When Zhang started her work, much of her efforts were met with frustration. In 2001, she attempted to establish a welfare home for abandoned girls in Huaping, but funding was hard to come by. Zhang went door-to-door looking for donations, but only managed to raise 10,000 RMB between 2002 and 2007.
Zhang finally attracted attention in 2007 when she was elected as a member of China’s National People’s Congress. According to Xinhua, a reporter noted Zhang’s ragged clothing at the formal meeting in Beijing, and began to inquire into her story.
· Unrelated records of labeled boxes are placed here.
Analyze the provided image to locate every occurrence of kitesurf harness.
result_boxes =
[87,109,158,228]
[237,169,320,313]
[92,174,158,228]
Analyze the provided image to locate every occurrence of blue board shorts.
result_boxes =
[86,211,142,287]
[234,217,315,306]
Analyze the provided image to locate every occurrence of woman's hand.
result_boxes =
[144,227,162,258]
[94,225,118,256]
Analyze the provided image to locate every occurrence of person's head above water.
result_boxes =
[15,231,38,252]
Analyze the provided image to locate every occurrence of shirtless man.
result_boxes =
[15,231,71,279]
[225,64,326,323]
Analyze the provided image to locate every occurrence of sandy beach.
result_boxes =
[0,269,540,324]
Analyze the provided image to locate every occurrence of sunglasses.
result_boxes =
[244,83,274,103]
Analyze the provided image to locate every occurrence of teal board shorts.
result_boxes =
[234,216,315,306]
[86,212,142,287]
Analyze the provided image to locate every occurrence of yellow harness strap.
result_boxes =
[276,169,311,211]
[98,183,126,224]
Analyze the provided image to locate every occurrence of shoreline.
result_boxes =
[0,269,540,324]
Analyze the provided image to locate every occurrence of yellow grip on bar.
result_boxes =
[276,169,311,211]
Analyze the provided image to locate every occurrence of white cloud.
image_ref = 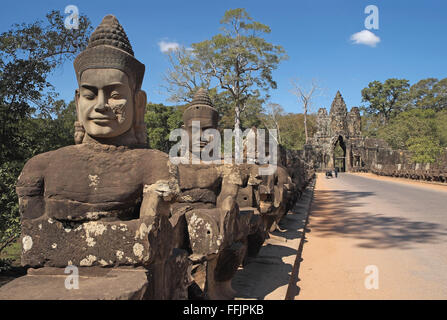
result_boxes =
[158,40,180,53]
[351,30,380,47]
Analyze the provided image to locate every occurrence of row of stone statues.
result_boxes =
[8,15,312,299]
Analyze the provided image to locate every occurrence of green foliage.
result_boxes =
[362,78,447,163]
[407,136,442,163]
[0,11,91,251]
[0,162,22,252]
[278,113,316,150]
[362,78,409,124]
[165,9,287,128]
[144,103,183,153]
[402,78,447,111]
[378,109,437,149]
News of Zhang’s work spread, and Lijiang city and Huaping county agreed to grant her 1 million RMB to open a school.
Zhang used that money to found Huaping Girl’s High School in 2008, the first tuition-free high school for girls in China. In her years in rural Yunnan, Zhang witnessed countless abandoned, orphaned, and neglected young girls drop out of school due to financial need, a lack of encouragement, or family pressure. “We often say, every child should have an equal starting line, but these girls don’t even have the opportunity to make it to the start of the race,” Zhang told Xinhua.
In its first year, the school recruited 16 teachers and enrolled 90 students. The school set no minimum grades for admission, instead welcoming any girl who wished to study.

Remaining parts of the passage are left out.